With World Sleep Day coming up on 19th March (the Friday before Spring Vernal Equinox of each year) we thought it was a perfect opportunity to explain some important issues related to types of sleeping and your eyesight. 

Why is sleeping important for your eyes?

Getting a good night’s sleep is great for physical and mental health as we already know…but did you know it is important for your eyes too before you started reading this blog? Well, let us explain. 

It is important for your eyes to get a good quality of sleep because it helps them recover from eye strain and blurry vision from reading driving, scrolling on your phone or working on your computer, and dry eyes from air-conditioning in offices and cars. The benefits of sleeping are that it gives your eyes time to rest and to rehydrate with moisture from natural tears. A lack of sleep can cause burst blood vessels in your eyes which gives them a red and bloodshot appearance and discomfort.

Stages of sleep

When you go to bed in the evening you are getting your eyes ready to enter the NREM (Non-Rapid Eye Movement) stages of sleep. Stage 1 is when your eyes start to roll slowly and open and close. Sleeping stage 2 and 3 are when your heart rate slows, your body temperature drops and the muscles of the body starts to relax. The 4th stage of the sleep cycle is called REM (Rapid Eye Movement), which is when you enter a deeper sleep and start to dream. This is a busy time for your eyes because whilst your body is still, your eyes are moving rapidly which actually helps stretch and relax the eye muscles.
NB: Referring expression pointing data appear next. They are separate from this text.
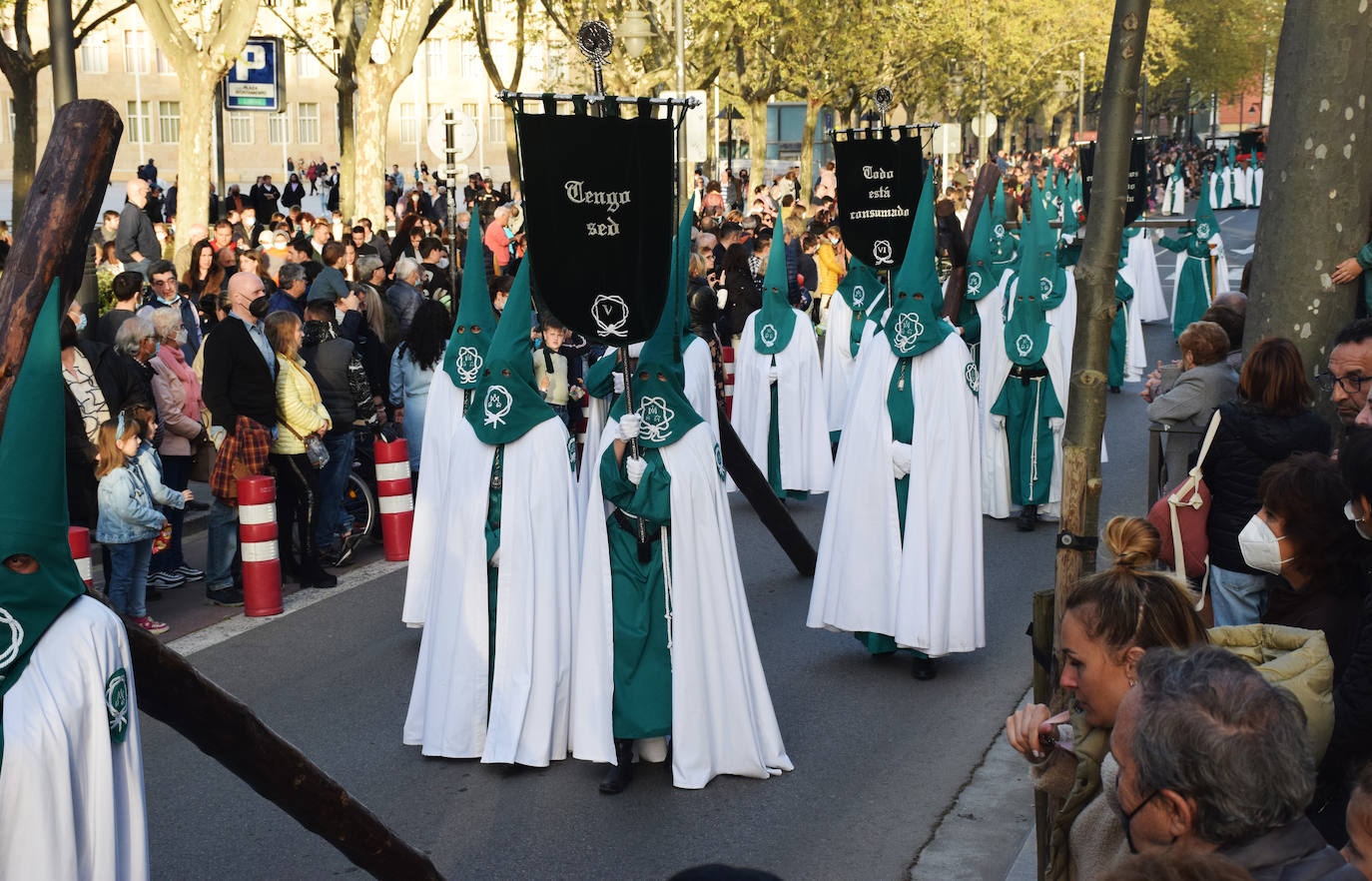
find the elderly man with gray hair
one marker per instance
(1216, 759)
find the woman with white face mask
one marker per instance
(1309, 551)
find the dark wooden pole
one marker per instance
(63, 204)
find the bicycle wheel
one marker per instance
(359, 502)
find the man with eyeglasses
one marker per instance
(1349, 377)
(166, 296)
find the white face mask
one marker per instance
(1358, 523)
(1261, 547)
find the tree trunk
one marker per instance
(756, 149)
(807, 151)
(1317, 195)
(194, 149)
(374, 92)
(1095, 297)
(24, 81)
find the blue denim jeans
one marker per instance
(221, 543)
(129, 576)
(334, 518)
(1236, 597)
(176, 473)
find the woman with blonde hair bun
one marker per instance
(1110, 619)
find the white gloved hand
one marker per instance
(628, 427)
(901, 454)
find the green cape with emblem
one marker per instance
(506, 403)
(475, 327)
(1027, 331)
(914, 326)
(35, 518)
(660, 383)
(775, 320)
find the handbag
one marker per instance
(1180, 517)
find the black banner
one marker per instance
(598, 199)
(1137, 179)
(879, 191)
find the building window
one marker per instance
(308, 122)
(278, 125)
(409, 125)
(435, 57)
(241, 127)
(169, 121)
(139, 125)
(307, 65)
(135, 51)
(95, 52)
(495, 128)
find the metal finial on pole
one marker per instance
(596, 41)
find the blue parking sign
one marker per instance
(256, 81)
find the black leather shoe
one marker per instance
(616, 780)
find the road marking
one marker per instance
(241, 624)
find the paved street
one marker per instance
(879, 756)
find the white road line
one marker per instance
(239, 624)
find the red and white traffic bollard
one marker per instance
(395, 497)
(80, 539)
(726, 357)
(261, 554)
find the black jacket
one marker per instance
(238, 379)
(1246, 443)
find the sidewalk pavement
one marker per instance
(988, 832)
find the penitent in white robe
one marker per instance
(803, 425)
(927, 591)
(1147, 293)
(70, 797)
(722, 712)
(539, 557)
(435, 503)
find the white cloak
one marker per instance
(802, 418)
(1147, 293)
(70, 799)
(722, 712)
(435, 502)
(995, 440)
(995, 481)
(539, 558)
(928, 590)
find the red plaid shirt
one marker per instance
(243, 454)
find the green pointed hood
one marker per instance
(865, 294)
(1002, 241)
(506, 403)
(1206, 225)
(1027, 331)
(775, 320)
(914, 324)
(982, 275)
(475, 326)
(659, 385)
(35, 520)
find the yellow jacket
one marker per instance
(298, 407)
(830, 269)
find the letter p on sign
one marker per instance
(253, 58)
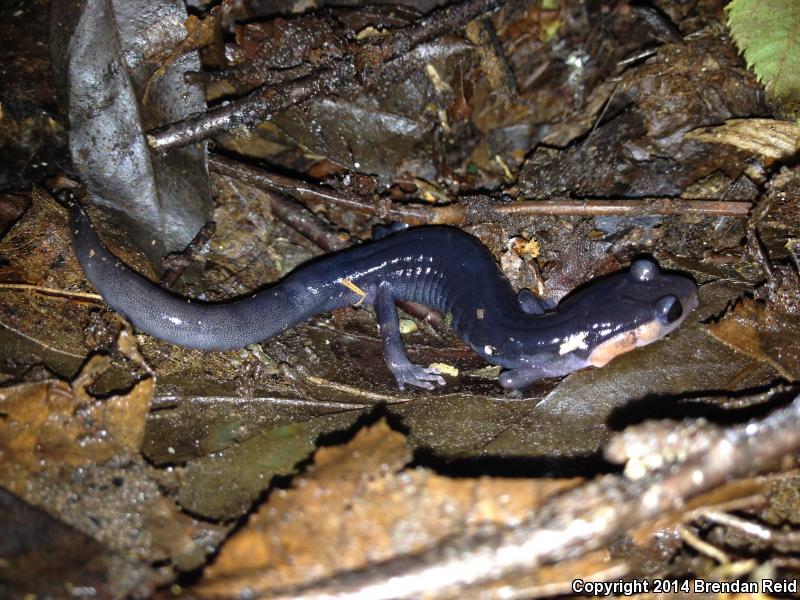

How to get a good sleep at night

We need to aim to get at least 5 hours of sleep per night (7-8 hours is more ideal) so here we have some tips for keeping your eyes healthy by getting some good quality sleeping time under your belt.

  • Limit your screen time and access to blue light/artificial light before bedtime (ideally 2 hours before bed) so your eyes can prepare for the change in light/time of day and can get ready for sleep.
  • Exercise regularly to help your body unwind at the end of the day.
  • Avoid eating 3 hours before you go to bed, this is because the digestion of the food takes time and energy to do.
  • Avoid alcohol before bed as it will give you a poor quality sleeping pattern.
  • Introduce good sleeping habits such as going to be and waking at the same time so your body gets into a healthy sleeping routine.

We hope that has helped you understand how sleep quality can have a positive effect on your eye health. Now we are off to have a nap! Writing this has made us want to have a deep sleep!